We remark that this problem would be easier if we ignore the \(D^{-1}\) term, because the eigenvectors of \(\tilde{X}\tilde{X}^T\) can be computed from the Singular Vector Decomposition (SVD) of \(\tilde{X}\). With the presence of the \(D^{-1}\) term, we resort to the Lanczos algorithm to compute the top eigenvectors of \(\tilde{W}\) without ever computing \(\tilde{W}\). Each iteration in the Lanczos algorithm requires computing the matrix-vector product between \(\tilde{W}\) and \(\mathbf{v}\),
\[\tilde{W} \mathbf{v} = \tilde{X} (\tilde{X}^T \mathbf{v}) - D^{-1} \mathbf{v}\]
Using the specific order of operations shown in the formula above, we can reduce the computational cost of the matrix-vector product to \(2z + n\), where \(n\) is the number of rows in \(X\) and \(z\) is the number of non-zero elements in \(X\).

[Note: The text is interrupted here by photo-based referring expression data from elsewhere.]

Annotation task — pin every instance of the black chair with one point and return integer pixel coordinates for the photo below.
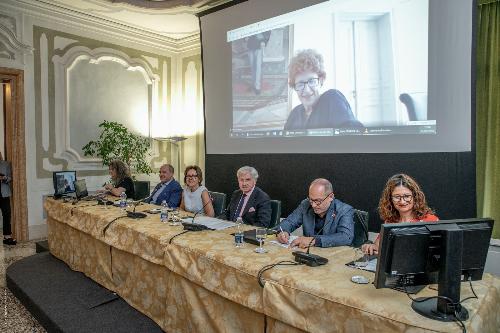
(141, 189)
(275, 212)
(416, 105)
(219, 202)
(360, 228)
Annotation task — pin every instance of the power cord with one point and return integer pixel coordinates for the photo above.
(267, 267)
(181, 233)
(472, 289)
(110, 222)
(456, 306)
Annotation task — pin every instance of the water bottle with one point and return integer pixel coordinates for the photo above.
(238, 235)
(164, 212)
(123, 200)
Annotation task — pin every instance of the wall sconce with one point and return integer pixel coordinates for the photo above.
(175, 141)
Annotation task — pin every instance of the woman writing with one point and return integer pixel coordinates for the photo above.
(402, 201)
(121, 180)
(195, 197)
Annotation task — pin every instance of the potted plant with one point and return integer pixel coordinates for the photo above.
(117, 142)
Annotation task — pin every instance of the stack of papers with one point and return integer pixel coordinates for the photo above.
(210, 222)
(290, 240)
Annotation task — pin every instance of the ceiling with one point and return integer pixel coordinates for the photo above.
(168, 18)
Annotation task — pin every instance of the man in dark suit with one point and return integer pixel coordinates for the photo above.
(249, 202)
(168, 189)
(325, 221)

As a comparision, performing this operation on the full similarity matrix will need \(n^2\) computations. Note that \(z ≪ n^2\) for most scATAC-seq data. Computing the full similarity matrix additionally requires \(n^3\) computations using the naive algorithm, which is prohibitively expensive for large datasets. Therefore, the matrix-free method is much faster and more memory efficient.
4.4 Nyström method
The matrix-free method described above is very fast and memory efficient. However, for massive datasets with hundreds of millions of cells, storing the cell by peak count matrix \(C\) may already be a challenge. In this section, we describe an on-line embedding method that can applied to virtually arbitrary large datasets. The key idea here is to use the Nystrom method to perform a low-rank approximation of the full similarity matrix.

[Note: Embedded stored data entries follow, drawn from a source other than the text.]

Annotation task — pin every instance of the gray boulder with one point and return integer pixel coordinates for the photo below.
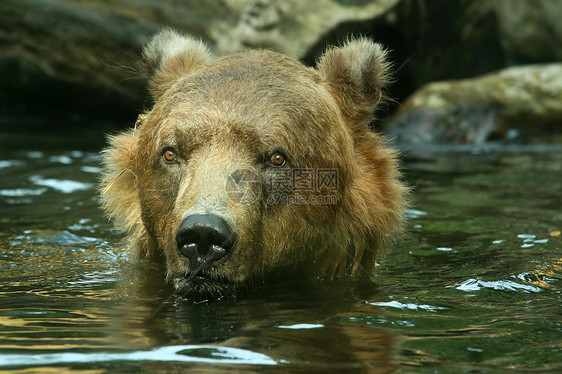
(513, 103)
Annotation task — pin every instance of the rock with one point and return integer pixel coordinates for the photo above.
(76, 59)
(530, 31)
(516, 101)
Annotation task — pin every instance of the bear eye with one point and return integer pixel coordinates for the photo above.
(277, 160)
(170, 156)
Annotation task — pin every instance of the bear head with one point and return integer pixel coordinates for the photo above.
(253, 165)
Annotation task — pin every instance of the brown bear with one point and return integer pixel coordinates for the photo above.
(252, 166)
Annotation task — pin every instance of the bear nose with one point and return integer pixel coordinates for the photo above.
(204, 238)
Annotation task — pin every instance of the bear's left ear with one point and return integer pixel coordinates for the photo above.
(169, 56)
(356, 75)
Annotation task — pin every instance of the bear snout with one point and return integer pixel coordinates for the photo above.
(204, 238)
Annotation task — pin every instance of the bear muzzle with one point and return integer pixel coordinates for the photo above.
(204, 239)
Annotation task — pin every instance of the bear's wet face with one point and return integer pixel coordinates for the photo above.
(253, 164)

We will be focusing on generating an approximation \(\tilde{W}\) of \(W\) based on a sample of \(l ≪ n\) of its columns.
Suppose \(W = \begin{bmatrix} A & B \\ B^T & C \end{bmatrix}\) and columns \(\begin{bmatrix} A \\ B^T \end{bmatrix}\) are our samples. We first perform eigendecomposition on \(A = U \Lambda U^T\). The nystrom method approximates the eigenvectors of matrix \(W\) by \(\tilde{U} = \begin{bmatrix} U \\ B^T U \Lambda^{-1} \end{bmatrix}\).
We can then compute \(\tilde{W}\):
\[ \begin{aligned} \tilde{W} &= \tilde{U} \Lambda \tilde{U}^T \\ &= \begin{bmatrix} U \\ B^T U \Lambda^{-1} \end{bmatrix} \Lambda \begin{bmatrix} U^T & \Lambda^{-1}U^TB \end{bmatrix} \\ &= \begin{bmatrix} U \Lambda U^T & U \Lambda \Lambda^{-1} U^T B \\ B^T U \Lambda^{-1} \Lambda U^T & B^T U \Lambda^{-1} \Lambda \Lambda^{-1} U^T B \end{bmatrix} \\ &= \begin{bmatrix} A & B \\ B^T & B^T U \Lambda^{-1} U^T B \end{bmatrix} \end{aligned} \]

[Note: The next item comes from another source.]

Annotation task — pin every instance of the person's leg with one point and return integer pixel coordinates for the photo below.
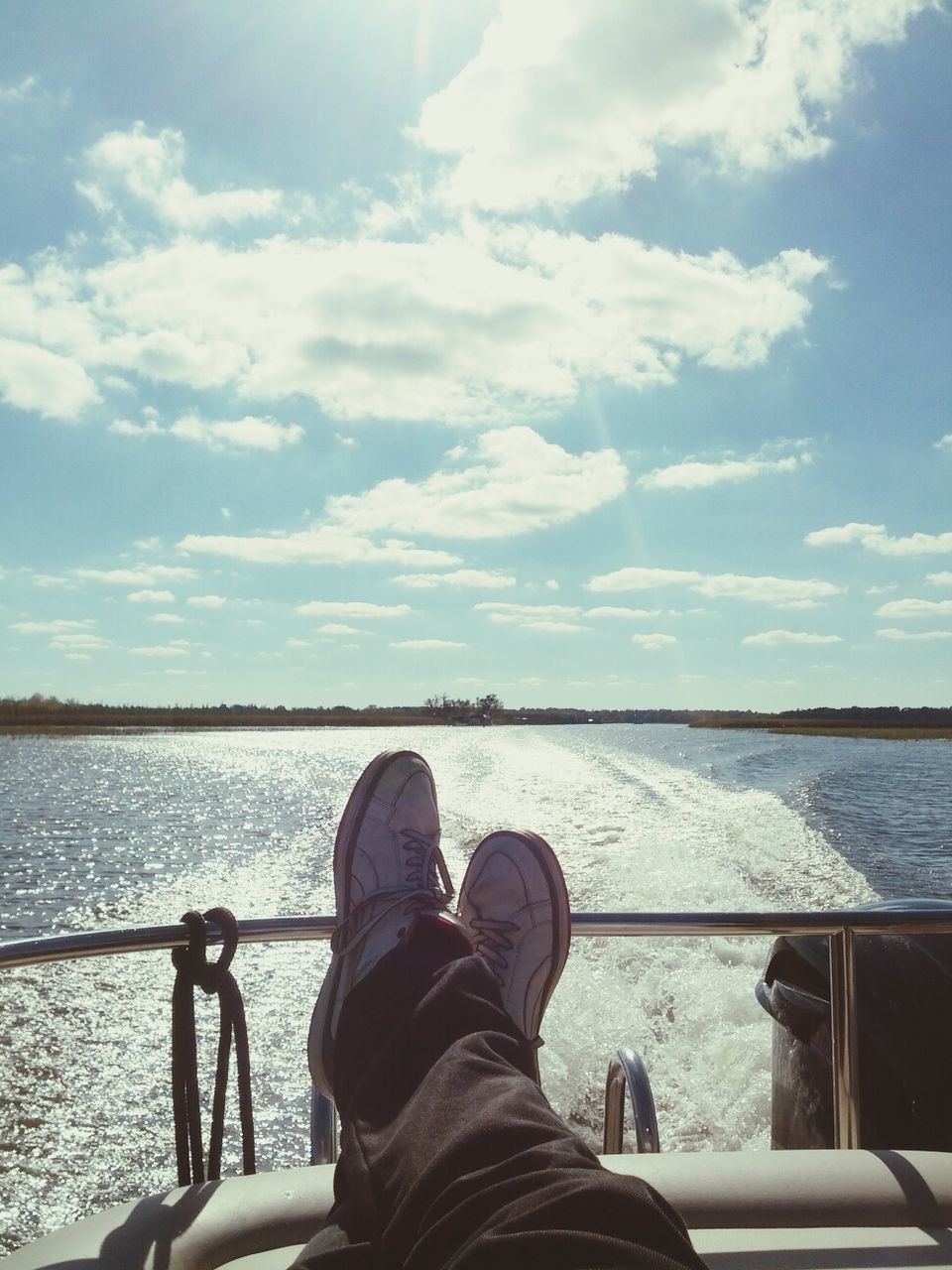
(451, 1155)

In practice, \(\tilde{W}\) does not need to be computed. Instead, it is used implicitly to estimate the degree normalization vector:
\[ \tilde{d} = \tilde{W}\mathbf{1} = \begin{bmatrix}A\mathbf{1} + B\mathbf{1} \\ B^T \mathbf{1} + B^T A^{-1} B\mathbf{1} \end{bmatrix} \]
This approach requires computing the inverse of \(A\), which is expensive when \(A\) is large. Here we use an algorithm reported in XXX to approximate the degree matrix.